Scientific Advances Drive Innovative Technologies for ECM Recognition and Classification
November 13, 2009
“New scientific advances in artificial intelligence are allowing Optical Character Recognition (OCR) and Intelligent Document Recognition (IDR) products to significantly reduce the time and costs associated with identifying, sorting and extracting information from large and disparate volumes of paper documents – and have made the quest for a digital mailroom into a reality,” says David Rock, president of NovoDynamics, Inc.
NovoDynamics, an Ann Arbor, MI technology firm has applied advanced science, including artificial intelligence, pixel on page analytics and an array of other innovative technologies to help organizations burdened with paper documents to make their business processes more effective. While a truly paperless environment is likely not achievable, by applying next-generation OCR and IDR technology, processes can become much more cost effective.

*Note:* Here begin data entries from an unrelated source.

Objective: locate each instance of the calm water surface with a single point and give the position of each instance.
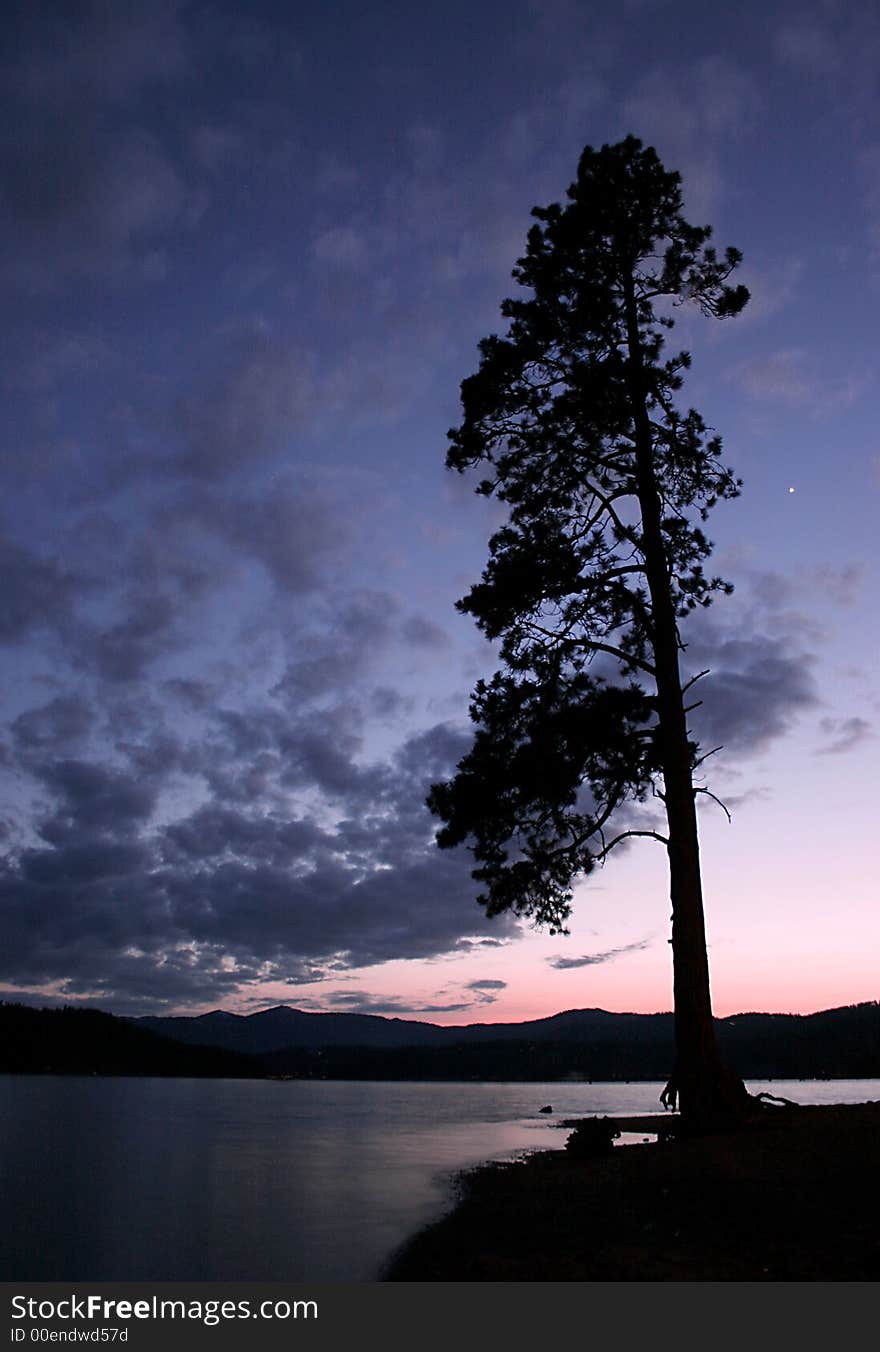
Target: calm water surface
(164, 1179)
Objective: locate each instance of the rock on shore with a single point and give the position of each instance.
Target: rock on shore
(788, 1201)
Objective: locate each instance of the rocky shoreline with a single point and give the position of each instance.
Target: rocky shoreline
(790, 1199)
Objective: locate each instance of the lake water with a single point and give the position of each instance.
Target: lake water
(264, 1180)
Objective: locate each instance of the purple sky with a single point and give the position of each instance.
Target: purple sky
(246, 257)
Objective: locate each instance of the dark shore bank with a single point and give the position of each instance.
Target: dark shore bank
(792, 1199)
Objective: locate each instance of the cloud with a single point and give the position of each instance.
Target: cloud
(118, 899)
(38, 592)
(563, 964)
(246, 408)
(341, 246)
(845, 734)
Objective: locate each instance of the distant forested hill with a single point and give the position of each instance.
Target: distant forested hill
(76, 1041)
(590, 1044)
(577, 1044)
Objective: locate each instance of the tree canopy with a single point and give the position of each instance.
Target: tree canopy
(573, 421)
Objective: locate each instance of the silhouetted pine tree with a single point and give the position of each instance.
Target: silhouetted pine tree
(575, 422)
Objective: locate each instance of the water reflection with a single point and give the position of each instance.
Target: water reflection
(150, 1179)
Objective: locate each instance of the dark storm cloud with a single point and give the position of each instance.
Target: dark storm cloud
(58, 726)
(564, 964)
(118, 899)
(760, 656)
(753, 692)
(241, 413)
(423, 633)
(845, 734)
(37, 592)
(83, 191)
(337, 653)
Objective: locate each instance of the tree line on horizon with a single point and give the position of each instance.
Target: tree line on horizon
(833, 1044)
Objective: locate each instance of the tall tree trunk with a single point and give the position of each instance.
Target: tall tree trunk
(706, 1090)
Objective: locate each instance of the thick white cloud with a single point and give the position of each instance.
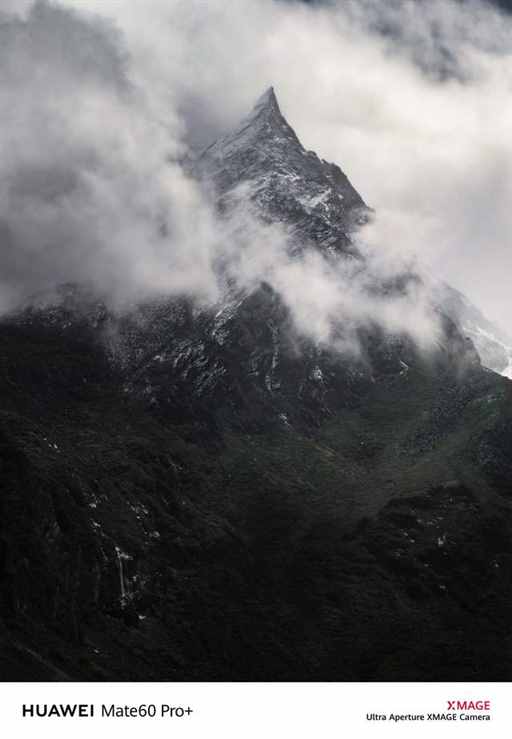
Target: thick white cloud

As Enterprise Content Management (ECM) and Business Process Management (BPM) vendors attempted to rise to the “paperless” challenge with new OCR/IDR solutions, serious obstacles remained. The available technology was unsuccessful in addressing customers’ needs because it was unable to reliably recognize documents whose content was shifted or scaled, it couldn’t detect the languages on a page to automatically perform OCR, and it couldn’t extract information from degraded or low resolution scanned images. The adoption rate of IDR solutions was slow because customers were not achieving the cost reductions and improved efficiencies that they expected.
“Globalization has added additional pressure for effective OCR and IDR solutions because companies are being forced to do more with less. Effective ECM solutions must identify, sort and extract information in multiple languages to provide greater efficiencies and cost reductions,” says Rock.
As a case in point, imagine a multi-national financial services firm that receives documents from around the world in diverse languages. The documents may be originals, photocopies, faxes, faxes of faxes or even printed from a home computer. The firm needs to scan the documents it receives and then have the computer automatically recognize, sort, extract, translate and tag the documents for integration into a business process or for later search and retrieval. Traditional OCR/IDR solutions fall far short of being able to efficiently move the digital documents through the system quickly and easily. Typical IDR solutions are difficult to train, requiring customers to pay for costly professional services during installation, and their low recognition accuracy forces customers to manually sort a significant number of their documents. Typical OCR solutions are unable to automatically identify the language on a page and cannot extract information from low resolution or degraded documents.
The good news is that new advanced technologies, which leverage rich legacies in scientific approaches to artificial intelligence, are now available to overcome the challenges faced by the multi-national financial services firms, large insurance companies, manufacturing, government organizations, the security sector, and others who deal with voluminous amounts of paper documents that contain the critical information to run their operations efficiently. Whether the mission is to stay competitive in a business environment or better serve a constituency with public sector services, the ability to make the processing of information more automatic saves time and money.
New artificial intelligence and image analysis technology embedded in OCR/IDR solutions is available today that eliminates a huge cost hurdle by providing automatic document recognition training – no professional services or tedious, error-prone manual sorting needed. The computer does the work, not the customer. Tackling problems with degraded pages or ones that are rotated is also no problem. Recognizing pages whose content is shifted or scaled is also handled automatically as is the ability to find information stored on a page and automatically detect its language for conversion into computer text. Best of all, this new technology can easily and quickly, through an API, be integrated into third party solutions.
This “next generation” technology radically changes the way businesses can manage mission-critical information. It sets the bar at a much higher level and no doubt will continue to be refined as new scientific discoveries are made. But, for now, the digital mailroom is within reach.